The introduction of the Macchi permitted a brief flirtation with "all-through jet training" starting in 1969, as it was expected to reduce the time necessary to turn out high-quality pilots, and CFS had begun preparing to train instructors for this purpose in 1967. All-through jet training was dropped in 1971, subsequently being labelled "an expensive way of finding out that some pupils lacked the aptitude to become military pilots". Winjeels continued to operate at CFS until replaced by the CT-4 Airtrainer in August 1975. For the next fifteen years, the main types used for instructor training were the CT-4 and the Macchi. CFS also flew Dakotas for twin-engined instructor courses until March 1980; they were further used to train pilots of the Papua New Guinea Defence Force. The school was presented with the Queen's Colour by Governor-General Sir Zelman Cowen in September 1978. In December 1987, CFS took delivery of its first Pilatus PC-9 turboprop trainer, to replace the Macchi for advanced flying instructor training. The Roulettes converted to the PC-9 in 1989–90. The CT-4 was phased out at the school in favour of the PC-9 in December 1991.
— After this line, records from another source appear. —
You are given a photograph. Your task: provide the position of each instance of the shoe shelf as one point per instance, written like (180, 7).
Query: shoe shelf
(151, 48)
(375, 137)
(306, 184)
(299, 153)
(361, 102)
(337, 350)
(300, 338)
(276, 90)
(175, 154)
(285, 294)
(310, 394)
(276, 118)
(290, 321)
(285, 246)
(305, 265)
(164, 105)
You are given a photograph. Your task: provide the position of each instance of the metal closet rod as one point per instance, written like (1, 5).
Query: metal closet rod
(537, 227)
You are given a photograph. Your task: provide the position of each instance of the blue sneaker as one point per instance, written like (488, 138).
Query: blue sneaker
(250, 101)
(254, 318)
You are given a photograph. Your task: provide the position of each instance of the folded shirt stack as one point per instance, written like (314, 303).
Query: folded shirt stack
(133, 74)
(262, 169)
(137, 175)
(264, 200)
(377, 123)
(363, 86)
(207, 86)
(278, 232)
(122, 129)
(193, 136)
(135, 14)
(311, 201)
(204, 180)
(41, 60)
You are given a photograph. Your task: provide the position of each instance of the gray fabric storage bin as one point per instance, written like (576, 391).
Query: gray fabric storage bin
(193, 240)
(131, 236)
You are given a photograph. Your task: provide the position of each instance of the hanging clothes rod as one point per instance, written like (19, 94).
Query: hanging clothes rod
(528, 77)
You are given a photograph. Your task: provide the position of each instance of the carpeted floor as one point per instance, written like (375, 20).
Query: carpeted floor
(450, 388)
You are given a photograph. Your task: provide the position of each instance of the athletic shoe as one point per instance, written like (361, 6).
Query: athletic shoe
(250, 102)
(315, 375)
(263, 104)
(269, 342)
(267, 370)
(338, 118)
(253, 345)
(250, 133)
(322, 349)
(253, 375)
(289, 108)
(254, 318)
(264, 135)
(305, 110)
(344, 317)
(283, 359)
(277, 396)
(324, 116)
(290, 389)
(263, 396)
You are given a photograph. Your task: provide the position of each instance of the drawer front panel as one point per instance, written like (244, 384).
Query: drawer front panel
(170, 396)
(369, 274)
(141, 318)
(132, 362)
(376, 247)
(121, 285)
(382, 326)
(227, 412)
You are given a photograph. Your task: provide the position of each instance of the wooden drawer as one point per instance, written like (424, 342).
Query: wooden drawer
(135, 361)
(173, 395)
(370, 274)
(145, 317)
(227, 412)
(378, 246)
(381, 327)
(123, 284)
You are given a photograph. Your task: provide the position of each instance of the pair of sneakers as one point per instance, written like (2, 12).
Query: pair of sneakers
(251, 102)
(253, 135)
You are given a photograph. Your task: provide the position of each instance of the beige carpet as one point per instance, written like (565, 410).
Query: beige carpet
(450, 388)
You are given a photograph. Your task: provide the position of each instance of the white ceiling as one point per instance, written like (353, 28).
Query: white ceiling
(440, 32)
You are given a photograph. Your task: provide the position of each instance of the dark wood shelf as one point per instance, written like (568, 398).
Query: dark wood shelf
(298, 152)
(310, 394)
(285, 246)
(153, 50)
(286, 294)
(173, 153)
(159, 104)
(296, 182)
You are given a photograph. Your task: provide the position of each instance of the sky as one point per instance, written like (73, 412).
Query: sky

CFS continued to operate the PC-9 for pilot instructor training at East Sale, until their phase-out and replacement by the PC-21 in December 2019, under the control of the Air Force Training Group's Air Training Wing, and to administer flying standards across the RAAF. Practising and performing with the Roulettes, which celebrated its fiftieth anniversary in 2020, remains a secondary task for team members after their instructional duties. As well as the Roulettes' displays, the school is responsible for the training and public relations work of the Air Force Balloons, which are co-located with No. 28 Squadron at in Canberra. In their role supporting RAAF recruitment and public awareness, the two hot-air balloons are often employed in rural areas as an economical alternative to displays by the Roulettes or other aircraft.